Chroma, Pinecone, I guess FAISS/HNSWlib/etc only handle vector operations. Really what I'd want, which Marqo does, is handle everything end to end.
This is interesting but what problem does it solve better than CTRL+F-ing a transcript? It seems like this would be a worse solution for when the precise way someone says something could be important (ex. journalists parsing an interview, students studying their recorded lectures) and that it would be most useful if you were working with a large volume of recorded audio, such as customer service calls. This makes me somewhat uncomfortable, but perhaps I am not fully understanding how it works.
Being able to handle and ask questions of audio data is a pretty big field. https://www.assemblyai.com/, for example, is a company entirely dedicated to audio intelligence. They have some great example use cases on their page.
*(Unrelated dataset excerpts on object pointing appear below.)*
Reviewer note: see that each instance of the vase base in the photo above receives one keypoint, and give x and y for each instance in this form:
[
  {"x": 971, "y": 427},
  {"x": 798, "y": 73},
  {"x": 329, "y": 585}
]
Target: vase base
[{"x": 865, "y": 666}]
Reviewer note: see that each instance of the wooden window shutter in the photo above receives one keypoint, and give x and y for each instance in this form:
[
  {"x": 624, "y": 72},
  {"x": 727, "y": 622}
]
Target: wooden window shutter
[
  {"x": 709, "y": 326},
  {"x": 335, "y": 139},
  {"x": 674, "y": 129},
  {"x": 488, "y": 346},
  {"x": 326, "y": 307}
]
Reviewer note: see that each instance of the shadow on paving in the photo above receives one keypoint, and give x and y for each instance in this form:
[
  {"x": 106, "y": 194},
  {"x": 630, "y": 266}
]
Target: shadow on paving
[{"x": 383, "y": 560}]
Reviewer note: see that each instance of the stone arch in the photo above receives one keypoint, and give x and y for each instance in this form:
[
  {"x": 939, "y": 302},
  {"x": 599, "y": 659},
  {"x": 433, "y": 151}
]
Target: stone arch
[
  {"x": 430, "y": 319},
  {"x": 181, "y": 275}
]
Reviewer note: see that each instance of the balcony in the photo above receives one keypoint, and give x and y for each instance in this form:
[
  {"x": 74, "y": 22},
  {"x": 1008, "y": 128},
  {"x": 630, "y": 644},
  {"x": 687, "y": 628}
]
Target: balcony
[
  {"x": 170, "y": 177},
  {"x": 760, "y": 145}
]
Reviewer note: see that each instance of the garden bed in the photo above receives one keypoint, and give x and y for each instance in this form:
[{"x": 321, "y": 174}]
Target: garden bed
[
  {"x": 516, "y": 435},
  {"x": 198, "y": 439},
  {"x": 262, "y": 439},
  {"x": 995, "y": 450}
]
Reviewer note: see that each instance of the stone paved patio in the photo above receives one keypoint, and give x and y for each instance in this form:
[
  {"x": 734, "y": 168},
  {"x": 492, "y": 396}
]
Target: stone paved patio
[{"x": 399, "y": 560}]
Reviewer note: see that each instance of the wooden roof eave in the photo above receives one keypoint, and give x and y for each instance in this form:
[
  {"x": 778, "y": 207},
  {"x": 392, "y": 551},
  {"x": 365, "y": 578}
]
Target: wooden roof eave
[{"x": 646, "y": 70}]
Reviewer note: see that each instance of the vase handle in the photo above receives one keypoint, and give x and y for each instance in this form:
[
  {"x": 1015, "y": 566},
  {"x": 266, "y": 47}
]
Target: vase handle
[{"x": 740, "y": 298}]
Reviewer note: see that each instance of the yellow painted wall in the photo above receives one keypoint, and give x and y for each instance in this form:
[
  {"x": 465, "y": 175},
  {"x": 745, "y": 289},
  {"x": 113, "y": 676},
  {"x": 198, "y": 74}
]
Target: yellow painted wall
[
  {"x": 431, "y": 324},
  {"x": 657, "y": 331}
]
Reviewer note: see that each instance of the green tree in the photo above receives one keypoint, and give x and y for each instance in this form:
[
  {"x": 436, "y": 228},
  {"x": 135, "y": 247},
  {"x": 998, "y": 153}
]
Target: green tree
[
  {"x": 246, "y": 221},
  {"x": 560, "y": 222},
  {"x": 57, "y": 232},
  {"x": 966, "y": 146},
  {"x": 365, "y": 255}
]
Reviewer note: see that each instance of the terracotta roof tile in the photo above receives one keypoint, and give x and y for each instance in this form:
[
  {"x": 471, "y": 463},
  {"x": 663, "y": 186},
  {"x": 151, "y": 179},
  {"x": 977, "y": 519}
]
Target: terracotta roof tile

Diarization can be done on premise using pyannote (what they use in the article). Huggingface offers a library to run things locally and an API to run things on their cloud. Pyannote is available under an MIT licence
vosk is really good, but also a good example of an open source project with great potential, but doesn't scale up because the person behind it is a douchebag.
documentation is poor, and what you find is sparsed outdated shit on the web, so it's really hard to find help.
Not a dumb question at all! Essentially what can do Marqo, and this blog shows, is that there is alot of logic and work to do what you said (i.e. pass raw data into LLM, get embeddings, store in vector DB, then query both embeddings and original data).